When you read or write to Elasticsearch (..Kibana and Logstash) the application will send the command to one Elasticsearch node. That Elasticsearch node will then distribute that command, wait for the response from the rest of the cluster, then respond to the client application. If it is a read query from Kibana the Elasticsearch node will distribute the query to the individual Elasticsearch nodes that contain the needed shards, those other Elasticsearch nodes will run the query and respond to the originating Elasticsearch node, and then the originating Elasticsearch node will reassemble the query and respond to Kibana. A write happens in the same way just in the reverse, the Elasticsearch node that received the write query from Logstash will be the node responsible for distributing it to all the respective nodes, assembling the acknowledgement responses from the cluster nodes, and responding to Logstash. Best case you have an increased load across all your data nodes that is distributed pretty evenly, but is using up resources on the data nodes that could be used for other purposes. Worst case you overload one or a handful of data nodes and you will have performance issues even though most of your Elasticsearch data nodes do not have any resource contention. One or a couple overloaded Elasticsearch data nodes can slow the whole cluster down.

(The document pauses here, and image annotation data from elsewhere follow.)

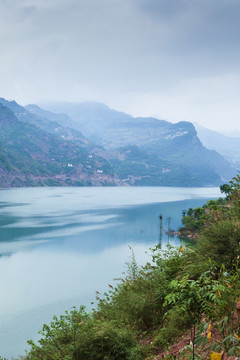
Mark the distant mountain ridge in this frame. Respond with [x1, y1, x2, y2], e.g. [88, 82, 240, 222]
[195, 124, 240, 169]
[38, 102, 235, 186]
[0, 103, 118, 187]
[0, 98, 235, 187]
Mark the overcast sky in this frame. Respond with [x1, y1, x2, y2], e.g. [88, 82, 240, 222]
[0, 0, 240, 130]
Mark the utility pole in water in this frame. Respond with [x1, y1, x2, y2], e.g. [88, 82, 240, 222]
[159, 214, 163, 245]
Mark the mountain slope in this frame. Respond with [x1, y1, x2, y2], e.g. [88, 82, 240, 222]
[195, 124, 240, 169]
[0, 104, 117, 187]
[40, 103, 235, 186]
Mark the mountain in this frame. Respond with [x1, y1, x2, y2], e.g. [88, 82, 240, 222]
[195, 124, 240, 170]
[38, 102, 235, 186]
[0, 102, 119, 187]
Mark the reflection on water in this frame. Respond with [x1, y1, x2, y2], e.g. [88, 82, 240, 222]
[0, 187, 219, 358]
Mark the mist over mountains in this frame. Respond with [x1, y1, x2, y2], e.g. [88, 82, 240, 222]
[0, 98, 236, 187]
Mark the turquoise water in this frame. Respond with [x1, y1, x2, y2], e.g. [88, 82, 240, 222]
[0, 187, 220, 358]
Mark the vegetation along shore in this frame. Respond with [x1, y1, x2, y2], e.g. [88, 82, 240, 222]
[4, 175, 240, 360]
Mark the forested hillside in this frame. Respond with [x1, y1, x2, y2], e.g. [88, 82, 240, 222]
[24, 176, 240, 360]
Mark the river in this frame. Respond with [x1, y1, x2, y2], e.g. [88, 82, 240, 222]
[0, 187, 220, 359]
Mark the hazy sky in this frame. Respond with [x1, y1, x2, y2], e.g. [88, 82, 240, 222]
[0, 0, 240, 130]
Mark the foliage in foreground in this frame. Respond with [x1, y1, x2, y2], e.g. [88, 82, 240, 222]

Admittedly, writing directly to a data node on smaller ELK environments that are only handling tens to a couple hundred logs per second of ingest has relatively minimal effect. The overhead of doing it this way just doesn’t add up to a significant amount. Once you start ingesting thousands to tens of thousands or more of logs per second, the overhead you are putting onto the Elasticsearch data nodes will slow everything down.

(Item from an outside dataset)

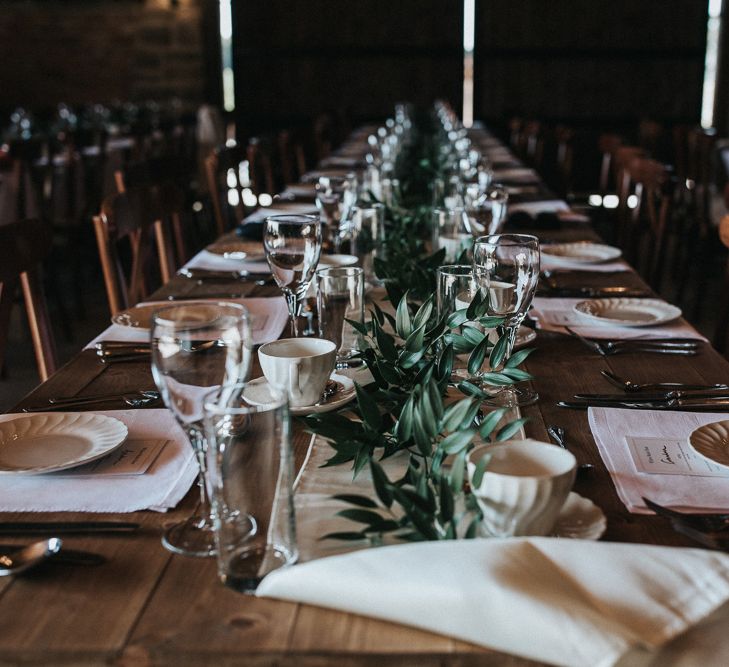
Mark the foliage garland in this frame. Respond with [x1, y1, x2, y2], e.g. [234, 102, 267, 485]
[305, 113, 532, 541]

Don’t put multiple Elasticsearch data nodes in your Logstash config to round robin write to, and don’t run your Logstash/Kibana through a load balancer backed by the Elasticsearch data nodes. Instead use a Elasticsearch Client node. This offloads all of the overhead of servicing read and write queries from your Elasticsearch data nodes and in turn allows your Elasticsearch data nodes to be able to handle more queries.
There are two ways to deploy client nodes and each have their benefits and drawbacks.
The first is to install dedicated client nodes installed on a server that does nothing else. These would typically be load balanced and Kibana/Logstash/xyz_app would connect to the Elasticsearch Client nodes through a load balancer pool.
Second is to install a client node on each of the Kibana/Logstash/xyz_application servers directly and each of those services will connect to their local Elasticsearch install. This has the added benefit that since everything connects to localhost:9200 for access to Elasticsearch, port 9200 can by default be blocked on all Elasticsearch servers for tighter security.